The DPDP Rules establish strict eligibility criteria for entities seeking to operate as Consent Managers. A Consent Manager must be an Indian company registered under the Companies Act 2013. It must have a minimum net worth of Rs 2 crore, ensuring financial stability and solvency. It must register with the Data Protection Board, the regulatory authority established under the DPDP Act, and undergo detailed scrutiny of its governance, technical infrastructure, security protocols, and complaint handling mechanisms. The Board will issue Consent Manager licenses following this assessment. Licensed Consent Managers are treated as regulated intermediaries and subject to ongoing oversight. They cannot be casual technology platforms; they are essential infrastructure for India's data protection ecosystem. Only a limited number of Consent Managers are expected to be authorized initially, creating a consolidation of this function. Large tech companies, fintech platforms, and new specialized startups are expected to be among the first applicants. The registration process is expected to open in November 2026, though the Data Protection Board is likely to issue detailed guidance on applications in advance.

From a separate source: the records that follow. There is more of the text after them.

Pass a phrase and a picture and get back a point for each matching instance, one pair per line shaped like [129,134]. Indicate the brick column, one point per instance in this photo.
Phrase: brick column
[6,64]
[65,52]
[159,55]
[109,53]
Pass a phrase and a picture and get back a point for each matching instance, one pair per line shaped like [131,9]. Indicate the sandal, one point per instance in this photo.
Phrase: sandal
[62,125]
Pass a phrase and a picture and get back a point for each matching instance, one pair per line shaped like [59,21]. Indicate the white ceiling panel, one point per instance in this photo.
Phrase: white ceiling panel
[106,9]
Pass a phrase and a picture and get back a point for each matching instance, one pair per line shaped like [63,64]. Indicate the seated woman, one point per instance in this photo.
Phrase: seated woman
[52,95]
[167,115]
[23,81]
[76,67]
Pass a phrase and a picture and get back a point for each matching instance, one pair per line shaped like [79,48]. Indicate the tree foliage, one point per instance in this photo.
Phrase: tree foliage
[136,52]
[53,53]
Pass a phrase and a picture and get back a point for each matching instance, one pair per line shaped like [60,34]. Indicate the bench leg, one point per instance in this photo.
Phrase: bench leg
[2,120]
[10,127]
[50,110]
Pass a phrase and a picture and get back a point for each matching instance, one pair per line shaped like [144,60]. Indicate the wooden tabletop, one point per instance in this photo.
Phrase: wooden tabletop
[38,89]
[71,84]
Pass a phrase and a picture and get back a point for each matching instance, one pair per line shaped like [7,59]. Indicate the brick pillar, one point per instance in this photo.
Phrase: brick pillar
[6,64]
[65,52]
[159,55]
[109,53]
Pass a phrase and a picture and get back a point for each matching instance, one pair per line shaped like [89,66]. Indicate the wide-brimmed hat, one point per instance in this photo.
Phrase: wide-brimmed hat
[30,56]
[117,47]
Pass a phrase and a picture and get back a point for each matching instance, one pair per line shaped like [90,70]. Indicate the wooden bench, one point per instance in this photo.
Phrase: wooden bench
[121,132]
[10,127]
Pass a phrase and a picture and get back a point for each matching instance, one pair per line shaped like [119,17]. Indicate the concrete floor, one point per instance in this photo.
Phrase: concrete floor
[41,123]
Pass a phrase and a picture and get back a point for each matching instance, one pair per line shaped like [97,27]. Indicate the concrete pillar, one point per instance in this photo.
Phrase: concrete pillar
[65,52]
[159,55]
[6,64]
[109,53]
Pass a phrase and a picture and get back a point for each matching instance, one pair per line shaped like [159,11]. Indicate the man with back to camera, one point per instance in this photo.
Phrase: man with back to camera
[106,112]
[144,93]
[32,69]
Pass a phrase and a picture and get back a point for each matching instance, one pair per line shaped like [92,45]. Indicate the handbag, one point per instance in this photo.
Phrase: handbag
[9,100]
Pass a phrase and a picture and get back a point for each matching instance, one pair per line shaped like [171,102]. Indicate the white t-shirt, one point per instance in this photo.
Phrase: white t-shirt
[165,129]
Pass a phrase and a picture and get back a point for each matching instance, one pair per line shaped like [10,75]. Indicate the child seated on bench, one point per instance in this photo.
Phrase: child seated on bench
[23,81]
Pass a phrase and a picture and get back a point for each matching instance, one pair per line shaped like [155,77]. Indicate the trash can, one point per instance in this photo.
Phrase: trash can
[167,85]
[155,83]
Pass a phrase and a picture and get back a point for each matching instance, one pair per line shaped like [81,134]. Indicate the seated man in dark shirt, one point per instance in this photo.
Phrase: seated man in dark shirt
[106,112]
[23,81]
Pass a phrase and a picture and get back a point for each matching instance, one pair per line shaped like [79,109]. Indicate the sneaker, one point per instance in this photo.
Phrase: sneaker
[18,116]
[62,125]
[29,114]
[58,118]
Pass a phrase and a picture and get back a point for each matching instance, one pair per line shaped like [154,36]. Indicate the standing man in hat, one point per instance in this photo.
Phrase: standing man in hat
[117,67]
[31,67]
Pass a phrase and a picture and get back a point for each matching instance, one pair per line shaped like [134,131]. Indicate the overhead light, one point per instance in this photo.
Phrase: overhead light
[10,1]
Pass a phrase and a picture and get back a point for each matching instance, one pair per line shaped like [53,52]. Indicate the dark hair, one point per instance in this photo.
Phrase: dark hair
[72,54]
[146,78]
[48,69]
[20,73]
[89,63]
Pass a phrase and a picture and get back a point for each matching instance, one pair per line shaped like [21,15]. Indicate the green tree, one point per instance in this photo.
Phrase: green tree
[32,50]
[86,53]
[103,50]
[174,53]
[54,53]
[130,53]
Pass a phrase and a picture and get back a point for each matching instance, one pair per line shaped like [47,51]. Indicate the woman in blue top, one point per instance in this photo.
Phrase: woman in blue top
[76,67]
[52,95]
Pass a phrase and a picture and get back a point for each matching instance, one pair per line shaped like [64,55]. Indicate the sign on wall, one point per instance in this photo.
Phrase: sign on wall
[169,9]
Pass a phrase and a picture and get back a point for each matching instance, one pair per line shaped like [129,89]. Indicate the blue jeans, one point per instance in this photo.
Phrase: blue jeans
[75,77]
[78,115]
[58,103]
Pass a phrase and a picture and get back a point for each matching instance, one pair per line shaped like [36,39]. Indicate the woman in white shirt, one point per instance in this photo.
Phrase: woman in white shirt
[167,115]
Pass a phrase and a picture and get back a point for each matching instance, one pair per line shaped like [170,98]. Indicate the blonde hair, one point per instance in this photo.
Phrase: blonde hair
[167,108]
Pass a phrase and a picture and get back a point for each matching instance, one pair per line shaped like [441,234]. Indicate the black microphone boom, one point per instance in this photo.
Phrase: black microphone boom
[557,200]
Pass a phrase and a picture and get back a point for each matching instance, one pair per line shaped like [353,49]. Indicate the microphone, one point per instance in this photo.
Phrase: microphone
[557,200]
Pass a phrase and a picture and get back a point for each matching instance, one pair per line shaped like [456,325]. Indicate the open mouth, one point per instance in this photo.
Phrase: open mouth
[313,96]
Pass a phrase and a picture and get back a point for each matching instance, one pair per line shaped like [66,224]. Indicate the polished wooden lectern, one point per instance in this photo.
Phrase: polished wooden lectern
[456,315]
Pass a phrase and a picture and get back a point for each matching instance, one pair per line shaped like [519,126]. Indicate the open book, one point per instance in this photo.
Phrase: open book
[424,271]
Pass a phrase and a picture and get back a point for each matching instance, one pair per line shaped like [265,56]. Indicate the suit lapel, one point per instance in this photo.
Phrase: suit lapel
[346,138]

Operational Changes for Data Fiduciaries

Looking Ahead: Full Compliance and Strategic Preparation

The final deadline for comprehensive DPDP compliance is May 2027, providing organizations with roughly 14 months from the November 2026 Consent Manager launch to complete full integration. However, strategic preparation must begin immediately. Organizations should audit their current data practices, document the purposes for which they collect personal data, map data flows, and assess gaps against the DPDP requirements. They should identify potential Consent Manager partners and begin preliminary discussions. Legal and compliance teams should monitor Data Protection Board notifications, which will provide implementation guidance as the November 2026 milestone approaches. The DPDP framework represents a maturation of India's data protection aspirations. Unlike earlier privacy frameworks which were often aspirational, the DPDP Act is operational and enforceable. The Consent Manager model, while novel, reflects global trends toward intermediary-based governance of data flows. Organizations that prepare proactively will navigate the transition smoothly. Those that defer preparation until late 2026 will face compressed timelines and increased risk of compliance failures.